Now that we have the list of stages, the next step is to figure out the latitude and longitude of these places. For that, we used Yahoo's Geocode service. This service takes a string address and returns the latitude and longitude of the place. Once we have the lat/long coordinates of each of the stages, we send it out on a yahoo map.
Now for the hiccups:
The biggest by far is ambiguity while searching. For example, the MTC site refers to the Central Station stop simply as "Central" which when passed to the Geocoding API gets confused because a lot of things match this. At the other extreme, a bus stop like "P. Orr & Sons" does not get any hits on the Geocoding API. So, sometimes the lat/long positions can be all over the map depending on whether the Geocoding API returned the right place or not.

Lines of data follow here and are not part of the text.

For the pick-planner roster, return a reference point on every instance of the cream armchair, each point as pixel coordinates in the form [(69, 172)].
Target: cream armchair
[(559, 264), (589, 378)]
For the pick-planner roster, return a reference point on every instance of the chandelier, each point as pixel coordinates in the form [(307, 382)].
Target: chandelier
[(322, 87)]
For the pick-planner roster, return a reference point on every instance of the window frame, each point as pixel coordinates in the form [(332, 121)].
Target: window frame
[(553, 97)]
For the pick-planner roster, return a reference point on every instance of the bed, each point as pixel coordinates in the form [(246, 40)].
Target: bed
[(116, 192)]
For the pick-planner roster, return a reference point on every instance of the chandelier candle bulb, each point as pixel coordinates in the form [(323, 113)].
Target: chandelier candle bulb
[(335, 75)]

An obvious solution is to create a small web service that takes the names as specified on the MTC site and return the correct lat/long for that stop. So we know that Central refers to central station, and we can return the position of that stop accurately.
The other thing that I could not figure out was how to get the data on other maps. By default Y! Pipes uses Y! Maps (Worldwide) which does not have good resolution for Indian cities. However, there is a India specific Y! Maps, which has good detail for Indian cities. How do I get Pipes to output to the Y! India maps instead of the global Y! Maps? I couldn't figure that one out.
Right at the end, labsji took my mashup, downloaded the KML data and imported it into Google Earth, so that the whole route was superimposed on Google Earth and it automatically ran an animated tour between the stops.
In the end it was a fun experiment, and something I would not have done without PipesCamp. When I first started this hack, I though it would be impossible, but Y! Pipes allowed me to create the whole mashup in a few hours as a total newbie. That's pretty cool if you ask me.